Before going to seminary I spent a year teaching Latin at a boys’ junior boarding school in Northern New England. It was wonderful work for myriad reasons, from what Latin communicated in the classroom to the way living in an enclosed environment exposed truths about how we relate to one another, truths which the world at large disguises far more successfully. One such undeniable fact is the degree to which we are helplessly the product of our parents. You might think that at a boarding school boys would set out on their own as captains’ of their own fates, and no doubt many of them had this self-perception, but I learned otherwise.
Middle-schoolers are largely enigmas; they certainly were to their Latin teacher fresh out of college, biding his time before going into the church. But in my defense, I hardly think I was an exception, their parents and even the middle-schoolers themselves seemed just as puzzled. Why was this boy perpetually tardy? How could anyone be so disorganized? What made this student incapable of catching when a conversation was being concluded? None of these things made sense to me, that was until parents’ weekend.

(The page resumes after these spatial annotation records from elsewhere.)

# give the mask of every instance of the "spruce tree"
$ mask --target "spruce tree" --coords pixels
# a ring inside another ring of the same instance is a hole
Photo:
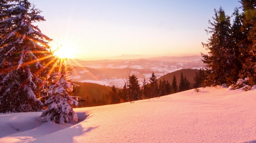
[[[109,91],[109,95],[111,99],[111,104],[117,104],[120,103],[120,98],[117,95],[117,88],[113,85],[111,90]]]
[[[175,93],[178,91],[178,86],[177,85],[177,81],[176,79],[176,76],[175,76],[175,75],[173,75],[171,88],[171,93],[172,94]]]
[[[32,24],[45,20],[28,0],[0,4],[0,112],[37,111],[51,39]]]
[[[195,81],[194,88],[205,87],[206,86],[204,83],[205,78],[205,71],[200,68],[199,73],[196,72],[195,76],[194,77],[194,81]]]
[[[231,41],[229,43],[232,48],[229,49],[229,64],[227,67],[227,71],[229,72],[227,76],[227,83],[228,85],[234,84],[239,78],[239,72],[242,69],[242,64],[239,60],[241,54],[239,48],[241,41],[244,38],[241,31],[242,15],[239,13],[239,9],[235,8],[232,14],[234,17],[233,24],[231,26],[230,38]]]
[[[183,91],[186,90],[185,85],[185,78],[183,76],[183,73],[182,72],[180,74],[180,84],[179,85],[179,91]]]
[[[47,121],[56,124],[74,124],[78,117],[70,104],[77,106],[79,103],[77,97],[69,95],[73,87],[76,85],[67,79],[72,69],[67,67],[63,59],[57,60],[54,69],[47,79],[49,88],[46,91],[49,98],[45,103],[47,108],[40,117],[46,117]]]
[[[214,11],[214,22],[209,20],[212,27],[209,28],[209,30],[206,30],[211,35],[208,43],[202,43],[204,47],[209,51],[208,54],[202,54],[202,61],[206,64],[208,84],[213,85],[226,83],[231,64],[229,56],[233,48],[230,44],[230,17],[226,15],[222,7]]]
[[[150,82],[150,89],[151,90],[151,97],[157,97],[158,85],[157,84],[157,79],[155,75],[154,72],[152,72],[151,76],[149,78]]]
[[[241,0],[243,8],[241,30],[243,39],[240,43],[241,54],[239,57],[242,64],[240,78],[247,78],[248,84],[256,83],[256,1]]]
[[[128,85],[129,99],[130,103],[134,102],[134,100],[140,99],[141,92],[138,78],[134,74],[129,76]]]

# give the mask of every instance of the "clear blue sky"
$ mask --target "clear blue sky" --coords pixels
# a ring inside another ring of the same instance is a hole
[[[35,24],[86,60],[200,54],[214,9],[231,15],[236,0],[34,0],[46,21]]]

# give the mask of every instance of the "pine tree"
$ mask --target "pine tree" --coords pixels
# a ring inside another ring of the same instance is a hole
[[[157,91],[158,88],[157,84],[157,79],[155,75],[154,72],[152,72],[151,76],[149,78],[150,82],[150,89],[151,90],[151,97],[155,98],[157,97]]]
[[[32,23],[45,20],[27,0],[0,4],[0,112],[37,111],[51,39]]]
[[[239,60],[241,54],[239,48],[240,41],[244,38],[241,31],[242,15],[239,13],[239,9],[235,8],[232,16],[234,17],[233,24],[231,26],[231,41],[229,44],[232,48],[230,49],[229,54],[229,64],[227,67],[227,71],[229,72],[227,76],[227,83],[228,85],[234,84],[239,78],[239,72],[242,69],[242,64]]]
[[[172,94],[175,93],[178,91],[178,85],[177,85],[177,81],[176,79],[176,76],[175,76],[175,75],[173,75],[171,89],[171,93]]]
[[[120,98],[117,95],[117,88],[113,85],[111,90],[109,91],[109,95],[111,99],[111,104],[117,104],[120,103]]]
[[[256,1],[241,0],[243,12],[241,26],[243,39],[240,43],[239,57],[242,64],[240,72],[240,78],[247,78],[248,84],[252,86],[256,83]]]
[[[205,78],[205,71],[200,68],[199,69],[199,72],[196,72],[195,76],[194,77],[194,81],[195,81],[194,88],[205,87],[206,86],[204,83]]]
[[[189,90],[191,89],[190,87],[190,82],[189,81],[189,80],[186,78],[186,76],[184,78],[184,83],[185,90]]]
[[[180,74],[180,85],[179,85],[179,91],[183,91],[186,90],[185,85],[185,78],[183,76],[183,73],[182,72]]]
[[[56,124],[74,124],[78,117],[70,104],[75,106],[78,105],[77,97],[72,96],[69,93],[76,86],[67,80],[71,69],[66,67],[63,60],[58,60],[55,63],[54,69],[47,79],[49,89],[47,91],[48,99],[45,104],[47,108],[43,111],[40,117],[46,117],[47,121]]]
[[[134,100],[140,99],[141,92],[138,78],[134,74],[129,76],[128,85],[129,99],[130,103],[134,102]]]
[[[214,11],[214,22],[209,21],[212,27],[209,28],[209,30],[206,30],[211,36],[208,43],[202,43],[204,47],[210,51],[208,54],[202,54],[202,61],[206,64],[207,81],[209,84],[213,85],[226,83],[231,64],[229,56],[233,48],[230,44],[230,17],[226,15],[222,7],[218,11],[215,9]]]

Which parents missed the narrow window for our discussion about their son’s performance in Latin? Whose mother’s handbag was left sitting on my chair? Which family had to be politely but physically shown the door well after the allotted time was up? Yet I doubt I’d have noticed any of these things had I not grown so well acquainted with the particular struggles of their children as their school master. After those meetings it was as if those enigmatic codes were broken. I might not have had a solution, but once uncovered, the fuller picture could never be forgotten.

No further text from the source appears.